Google Machine Translation Evaluation

New research from Google shows that professional translators — and even automated systems trained by professionals — rank machine translation (MT) systems very differently compared to the ranking performed by inexperienced crowd workers.

As detailed in the April 29, 2021 paper, “Experts, Errors, and Context: A Large-Scale Study of Human Evaluation for Machine Translation,” professional translators show a clear preference for human translation over MT.

Co-authors Markus Freitag, George Foster, David Grangier, Viresh Ratnakar, Qijun Tan, and Wolfgang Macherey, all researchers at Google, set out to develop a “platinum standard” of error identification and ranking that can be tailored to the needs of end-users.

For all of its advancements, there is still no universally agreed upon standard procedure for evaluating MT output. The wide range of possibly correct answers (i.e., translations) makes automating evaluation difficult; although tech-forward companies, such as Lilt, are already exploring automated MT review.

Human evaluation, a favorite topic of MT-focused academic research, is not necessarily a silver bullet. Even professional translators can disagree on whether fluency trumps accuracy in a given sentence. 

But past research has shown that other issues arise when crowd workers without a background in translation are hired as a cost-saving measure. Crowd workers are less able to distinguish human translation from MT, especially as MT quality improves, and prefer more literal, “easy-to-rate” translations.

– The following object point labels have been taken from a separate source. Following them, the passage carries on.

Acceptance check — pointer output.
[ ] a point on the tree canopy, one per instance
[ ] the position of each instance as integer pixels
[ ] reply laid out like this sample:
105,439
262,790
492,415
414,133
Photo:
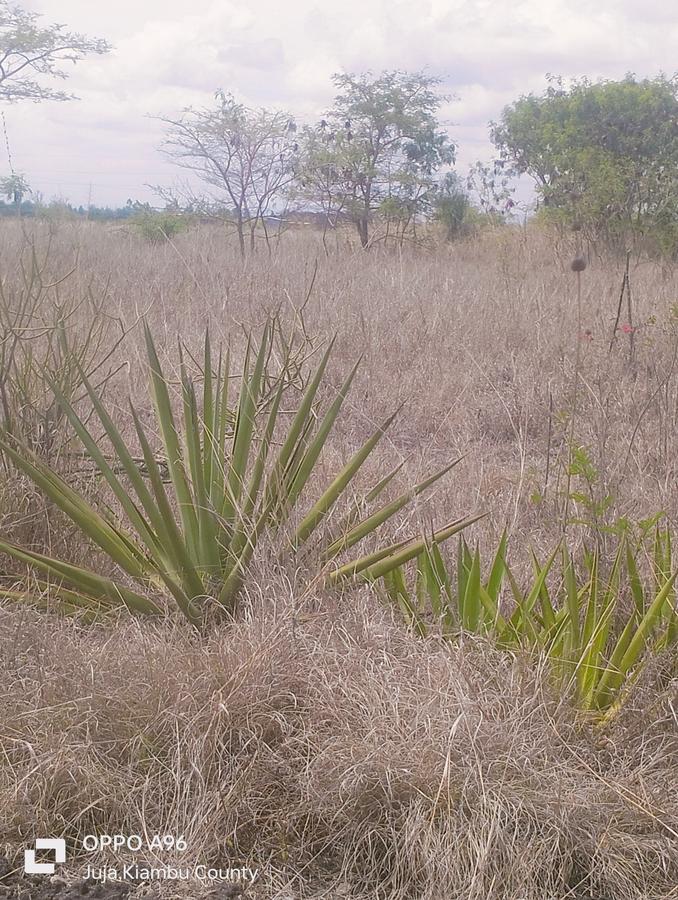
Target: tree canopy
604,156
29,50
379,147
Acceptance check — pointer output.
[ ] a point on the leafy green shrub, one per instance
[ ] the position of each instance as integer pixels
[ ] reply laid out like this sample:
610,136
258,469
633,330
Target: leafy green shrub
189,522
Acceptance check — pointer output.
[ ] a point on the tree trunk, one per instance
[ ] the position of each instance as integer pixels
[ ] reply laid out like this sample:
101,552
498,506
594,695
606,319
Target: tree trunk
363,230
241,233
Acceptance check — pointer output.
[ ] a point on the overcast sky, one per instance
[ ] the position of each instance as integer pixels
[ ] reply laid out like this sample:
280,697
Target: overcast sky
281,53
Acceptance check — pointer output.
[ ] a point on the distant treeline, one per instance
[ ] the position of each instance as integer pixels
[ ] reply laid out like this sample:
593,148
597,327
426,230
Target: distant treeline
31,209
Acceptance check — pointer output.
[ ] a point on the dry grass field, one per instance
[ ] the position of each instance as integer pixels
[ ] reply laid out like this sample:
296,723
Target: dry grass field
316,738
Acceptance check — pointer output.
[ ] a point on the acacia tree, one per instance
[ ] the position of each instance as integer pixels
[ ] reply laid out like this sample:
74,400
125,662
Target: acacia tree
604,156
245,156
379,148
29,50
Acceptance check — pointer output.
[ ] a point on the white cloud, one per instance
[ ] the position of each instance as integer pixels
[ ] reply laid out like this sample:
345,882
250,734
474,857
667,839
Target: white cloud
169,54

Researchers provided professional translators, all native speakers of the relevant target languages, with access to full-document context for MT output from the top systems of the WMT 2020 shared task for English–German and Chinese–English translation, including human reference translations for each language pair.

The translators based their rankings on the Multidimensional Quality Metrics Framework (MQM), a customizable hierarchy of translation errors. MQM’s fine-grained error categories address accuracy, fluency, terminology, and style.

According to the authors, this is the largest MQM study to date, with professional translators evaluating 1,418 segments for English–German and 2,000 segments for Chinese–English.

Compared to the original rankings for the WMT 2020 shared task, provided by crowd workers, the MQM ratings by professional translators bumped some low-ranked MT systems to much higher positions.

“Unlike ratings acquired by crowd-workers […], MQM labels acquired with professional translators show a large gap between the quality of human and machine-generated translations,” the authors wrote, noting that automatic metrics trained on MQM and informed by professional translators “already outperform crowd-worker human evaluation.”